In the past I’ve assigned students a 15 minute presentation on a relevant security-related topic not covered in class. This semester I changed the model and moved to an “In The News” segment. Each Monday students come prepared to discuss security events in today’s headlines. So far we've had everything from WikiLeaks to Stuxnet to Eastern European carding.

This 15 minute segment has two important elements. First, it reinforces the applicability of course topics.
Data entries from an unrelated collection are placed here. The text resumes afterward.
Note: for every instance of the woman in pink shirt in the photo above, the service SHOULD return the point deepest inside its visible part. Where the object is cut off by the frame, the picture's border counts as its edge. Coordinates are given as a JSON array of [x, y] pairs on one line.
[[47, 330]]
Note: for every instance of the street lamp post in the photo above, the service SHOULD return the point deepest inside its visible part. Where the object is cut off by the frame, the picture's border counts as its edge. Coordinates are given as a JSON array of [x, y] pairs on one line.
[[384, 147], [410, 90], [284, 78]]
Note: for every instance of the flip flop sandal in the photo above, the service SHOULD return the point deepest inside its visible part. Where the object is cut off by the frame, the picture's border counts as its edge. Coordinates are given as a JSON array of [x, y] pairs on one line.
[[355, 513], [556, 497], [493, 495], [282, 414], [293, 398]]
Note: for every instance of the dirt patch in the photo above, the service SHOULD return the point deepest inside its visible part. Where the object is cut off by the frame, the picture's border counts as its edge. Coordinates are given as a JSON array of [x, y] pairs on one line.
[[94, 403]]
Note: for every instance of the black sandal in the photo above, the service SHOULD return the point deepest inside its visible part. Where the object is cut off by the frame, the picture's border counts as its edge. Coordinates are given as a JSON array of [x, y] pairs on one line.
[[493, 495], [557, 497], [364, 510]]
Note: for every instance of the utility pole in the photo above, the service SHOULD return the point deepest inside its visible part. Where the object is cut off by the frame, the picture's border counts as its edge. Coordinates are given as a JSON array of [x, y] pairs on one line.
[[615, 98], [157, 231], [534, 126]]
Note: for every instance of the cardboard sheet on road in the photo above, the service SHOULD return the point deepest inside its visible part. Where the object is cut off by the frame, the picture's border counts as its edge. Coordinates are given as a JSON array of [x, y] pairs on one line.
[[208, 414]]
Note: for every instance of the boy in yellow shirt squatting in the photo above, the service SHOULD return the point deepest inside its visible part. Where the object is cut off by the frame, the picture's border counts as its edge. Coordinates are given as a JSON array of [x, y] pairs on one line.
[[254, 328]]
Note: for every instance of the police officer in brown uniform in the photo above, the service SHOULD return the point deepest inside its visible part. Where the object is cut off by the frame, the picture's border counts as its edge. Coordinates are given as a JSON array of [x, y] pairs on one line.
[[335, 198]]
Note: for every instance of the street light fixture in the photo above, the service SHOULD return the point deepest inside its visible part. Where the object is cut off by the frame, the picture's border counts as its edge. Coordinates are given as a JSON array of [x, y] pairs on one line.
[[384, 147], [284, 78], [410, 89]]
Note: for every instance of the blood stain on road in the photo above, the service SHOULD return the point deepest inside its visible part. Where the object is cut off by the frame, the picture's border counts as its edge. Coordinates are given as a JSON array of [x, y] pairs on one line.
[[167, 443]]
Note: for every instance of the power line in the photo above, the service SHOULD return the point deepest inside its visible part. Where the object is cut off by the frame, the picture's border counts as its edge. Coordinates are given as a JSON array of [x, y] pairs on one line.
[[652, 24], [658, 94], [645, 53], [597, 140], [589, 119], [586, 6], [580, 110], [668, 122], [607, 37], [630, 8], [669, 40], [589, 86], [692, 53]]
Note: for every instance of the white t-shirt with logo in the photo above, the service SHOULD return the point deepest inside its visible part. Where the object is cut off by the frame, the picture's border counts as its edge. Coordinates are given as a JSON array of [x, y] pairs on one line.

Second, the students realize how quickly the security landscape changes. If they expect to maintain their fluency in the discipline they’ve got to stay up with current trends.

There’s also another benefit: my professional (and academic) skills stay sharp. In the past cloud technologies were for infrastructure. Two weeks ago when media outlets announced that Thomas Roth cracked SHA-1 hashing algorithm – using $2.00 worth of GPU instances on the Amazon cloud -- security professionals were forced to take notice.  You can bet that security implications of the cloud will work it’s way into the Spring 2011 curriculum.